In the difference between When it comes to industry AI collaboration, the ease of participation varies by region. Specifically, certain countries in Europe, the Middle East and Africa, such as the UK, Germany, France, Italy and Spain, are actively pursuing AI-powered solutions. Middle Eastern cities, in particular, will look to NVIDIA for specific goals and help achieving them, but this level of involvement is limited to a smaller percentage of cities.
If you consider the technological maturity of a city or the maturity curve of digital transformation, more advanced cities will proactively pursue artificial intelligence solutions. They’ve done their research, read success stories, and are eager to explore further. However, most cities (about 70%) are still in the process of learning AI and may lack the necessary infrastructure and understanding of how to start their AI journey.
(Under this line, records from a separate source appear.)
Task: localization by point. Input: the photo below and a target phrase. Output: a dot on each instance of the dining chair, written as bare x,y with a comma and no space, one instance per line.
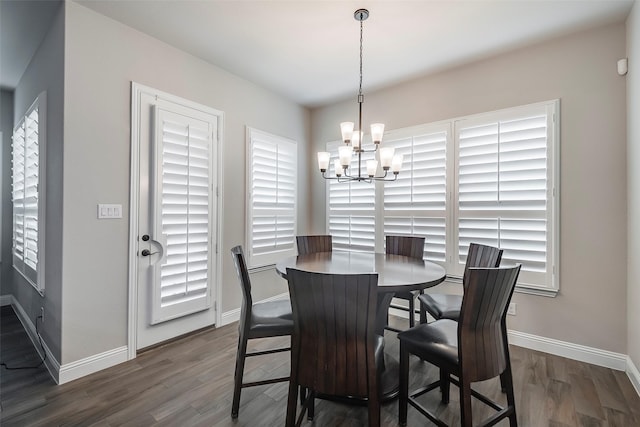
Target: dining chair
313,244
334,348
447,306
411,246
472,349
259,320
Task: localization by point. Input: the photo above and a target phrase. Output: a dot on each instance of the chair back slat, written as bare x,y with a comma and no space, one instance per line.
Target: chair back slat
481,256
333,342
245,285
481,339
411,246
313,244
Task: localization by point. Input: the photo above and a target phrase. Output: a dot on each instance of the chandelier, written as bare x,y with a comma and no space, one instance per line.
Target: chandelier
353,143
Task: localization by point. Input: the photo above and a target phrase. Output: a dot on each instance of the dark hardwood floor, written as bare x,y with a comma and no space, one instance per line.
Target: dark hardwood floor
189,383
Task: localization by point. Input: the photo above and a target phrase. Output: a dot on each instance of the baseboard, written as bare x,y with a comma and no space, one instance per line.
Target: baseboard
595,356
53,366
234,315
633,374
89,365
68,372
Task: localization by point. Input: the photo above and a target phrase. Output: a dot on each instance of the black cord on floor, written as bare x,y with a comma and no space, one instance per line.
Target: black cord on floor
12,368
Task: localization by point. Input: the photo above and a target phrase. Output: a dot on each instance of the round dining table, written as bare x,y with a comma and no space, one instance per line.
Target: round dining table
396,273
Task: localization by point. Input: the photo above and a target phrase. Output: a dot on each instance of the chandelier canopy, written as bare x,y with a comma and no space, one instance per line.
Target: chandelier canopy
353,142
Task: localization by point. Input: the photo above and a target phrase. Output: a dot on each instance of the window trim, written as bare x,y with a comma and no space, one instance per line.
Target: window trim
39,285
552,212
257,261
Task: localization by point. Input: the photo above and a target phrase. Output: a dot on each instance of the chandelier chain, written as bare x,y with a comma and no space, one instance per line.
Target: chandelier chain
360,89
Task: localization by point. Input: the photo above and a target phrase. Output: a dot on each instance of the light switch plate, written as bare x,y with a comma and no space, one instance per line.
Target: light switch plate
109,211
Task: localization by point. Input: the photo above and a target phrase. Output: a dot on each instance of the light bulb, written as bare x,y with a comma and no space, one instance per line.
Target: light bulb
323,160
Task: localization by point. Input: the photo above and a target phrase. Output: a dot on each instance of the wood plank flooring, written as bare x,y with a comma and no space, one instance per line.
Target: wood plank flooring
189,383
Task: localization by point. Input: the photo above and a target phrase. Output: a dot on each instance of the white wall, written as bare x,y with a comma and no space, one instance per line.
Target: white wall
45,73
6,127
580,70
102,58
633,160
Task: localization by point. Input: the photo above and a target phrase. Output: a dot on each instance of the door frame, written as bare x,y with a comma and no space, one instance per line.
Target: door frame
134,196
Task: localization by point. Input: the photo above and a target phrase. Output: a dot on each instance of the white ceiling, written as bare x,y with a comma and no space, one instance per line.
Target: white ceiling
307,50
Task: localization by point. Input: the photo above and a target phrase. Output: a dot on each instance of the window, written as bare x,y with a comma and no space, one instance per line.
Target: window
271,200
27,194
488,178
416,202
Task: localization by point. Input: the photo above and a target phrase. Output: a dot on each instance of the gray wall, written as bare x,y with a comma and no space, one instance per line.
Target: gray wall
6,127
102,57
46,73
633,160
580,70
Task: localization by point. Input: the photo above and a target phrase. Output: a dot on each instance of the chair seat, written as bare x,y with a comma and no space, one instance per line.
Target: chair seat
442,306
408,295
270,319
435,342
Starting your AI journey is more than just buying a box or a solution. Many cities have expressed a desire to use their own data and develop their own models. Some cities have dedicated entities within them, such as IT or AI-driven teams, whose understanding and implementation of AI are mature.
In contrast, there are two other types of cities. The first group understands AI but lacks the resources and expertise to implement it. They look for off-the-shelf, off-the-shelf solutions. The second type of city requires both a better understanding of AI and the necessary resources to implement it. These cities are taking a more moderate and cautious approach, exploring AI solutions at a slower pace. Overall, a large portion of cities fall into the category of needing continuing education and lacking the resources to fully embrace AI.
In the past, first-tier cities were generally considered to have more resources, including city governments and Key drivers for local authorities’ interest in AI solutions. However, things have changed, and now the driving force behind AI adoption extends beyond a city’s size or resources. The issue now is talent and leadership.
There is a small town in Germany with a population of about 9,000 people. This town has people with extraordinary intelligence and visionary leadership who understand the value of artificial intelligence and therefore use computer vision technology to scan the entire town and create a digital twin. Sometimes, smaller cities may be more flexible and manageable, making it easier to implement AI solutions than larger, more complex cities.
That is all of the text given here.